If you have been named as an executor of a will, you may be wondering what your responsibilities are. An executor is typically named as such in the will or in another legal document, and is the person responsible for overseeing that the last wishes of the deceased are carried out. This is not an easy task, and it also includes making sure that all of the assets are disposed of properly, paying off the taxes out of the assets, visiting with family and friends who are named as inheritors, and generally taking care of all of the little details that a death necessitates.
If you were named as the wills executor, then this means that the deceased trusted your integrity enough to put the responsibility of their asset's dispersal in your hands. It is a heavy burden at times, but is also an honor. You may need to visit with an attorney to make sure that you follow the legal protocol properly, as things can be very confusing, particularly if there are many beneficiaries or if it was a large estate. You may also need to be prepared to meet with opposition from the inheritors as well, and so you may need additional legal advice.
Often, the will's executor will be responsible for sending the will to probate, which is where the courts will look over the documentation and decide upon the dispersal of property. The executor must stay abreast of the probate, and may have to oversee the sale of property, pay real estate taxes, death taxes or any outstanding debt out of the deceased person's assets. Usually, these taxes will be paused until the assets have been sold and liquidated, and at that time, the debts and taxes are taken out of that sum. Only then can any money be transferred to inheritors.

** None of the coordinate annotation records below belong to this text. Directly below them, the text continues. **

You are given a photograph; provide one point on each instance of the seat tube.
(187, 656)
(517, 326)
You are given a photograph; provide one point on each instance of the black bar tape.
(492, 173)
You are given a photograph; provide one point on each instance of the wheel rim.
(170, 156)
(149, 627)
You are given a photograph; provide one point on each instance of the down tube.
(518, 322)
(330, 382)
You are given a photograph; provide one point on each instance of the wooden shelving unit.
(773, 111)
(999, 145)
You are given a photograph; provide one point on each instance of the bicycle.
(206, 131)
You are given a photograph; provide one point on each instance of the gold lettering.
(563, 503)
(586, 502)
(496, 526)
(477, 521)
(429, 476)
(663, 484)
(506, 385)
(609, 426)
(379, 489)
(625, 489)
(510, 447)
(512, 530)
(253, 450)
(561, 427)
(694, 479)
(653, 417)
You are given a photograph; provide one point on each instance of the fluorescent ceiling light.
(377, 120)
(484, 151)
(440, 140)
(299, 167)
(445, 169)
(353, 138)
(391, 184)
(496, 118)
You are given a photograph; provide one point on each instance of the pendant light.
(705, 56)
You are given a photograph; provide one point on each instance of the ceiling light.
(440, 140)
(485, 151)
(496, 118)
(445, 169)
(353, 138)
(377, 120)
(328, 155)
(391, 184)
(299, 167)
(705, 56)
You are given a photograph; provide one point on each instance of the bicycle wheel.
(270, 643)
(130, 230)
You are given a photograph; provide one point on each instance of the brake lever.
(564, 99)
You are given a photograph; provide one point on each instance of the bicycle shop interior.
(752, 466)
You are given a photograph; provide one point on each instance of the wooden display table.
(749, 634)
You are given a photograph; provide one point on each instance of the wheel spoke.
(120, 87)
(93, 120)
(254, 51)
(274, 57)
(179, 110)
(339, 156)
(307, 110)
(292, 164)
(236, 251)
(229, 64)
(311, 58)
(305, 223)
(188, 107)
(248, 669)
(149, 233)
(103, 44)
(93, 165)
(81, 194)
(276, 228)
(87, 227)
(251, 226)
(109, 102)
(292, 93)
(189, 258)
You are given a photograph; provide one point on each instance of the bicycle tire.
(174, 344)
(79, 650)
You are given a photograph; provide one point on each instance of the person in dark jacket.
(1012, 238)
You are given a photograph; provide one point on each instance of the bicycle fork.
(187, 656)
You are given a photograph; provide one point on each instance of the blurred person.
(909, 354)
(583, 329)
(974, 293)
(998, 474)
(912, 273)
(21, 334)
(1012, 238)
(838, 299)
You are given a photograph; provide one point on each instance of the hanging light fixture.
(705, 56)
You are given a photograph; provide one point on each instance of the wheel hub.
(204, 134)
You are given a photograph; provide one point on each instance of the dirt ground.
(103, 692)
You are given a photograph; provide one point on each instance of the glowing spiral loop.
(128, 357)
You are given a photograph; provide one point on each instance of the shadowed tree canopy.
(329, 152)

If there is no will, but an executor has been named, this may make the job much more difficult, as the executor now has to try to guess what the deceased would have wanted. In addition, without a will, the executor has far fewer legal rights and may have more of a burden on their hands when it is time to disperse the assets and property. Even under the best of circumstances, the executor will have quite a task on their hands, but a will can make things much easier for everyone involved. Don't take chances - make a will.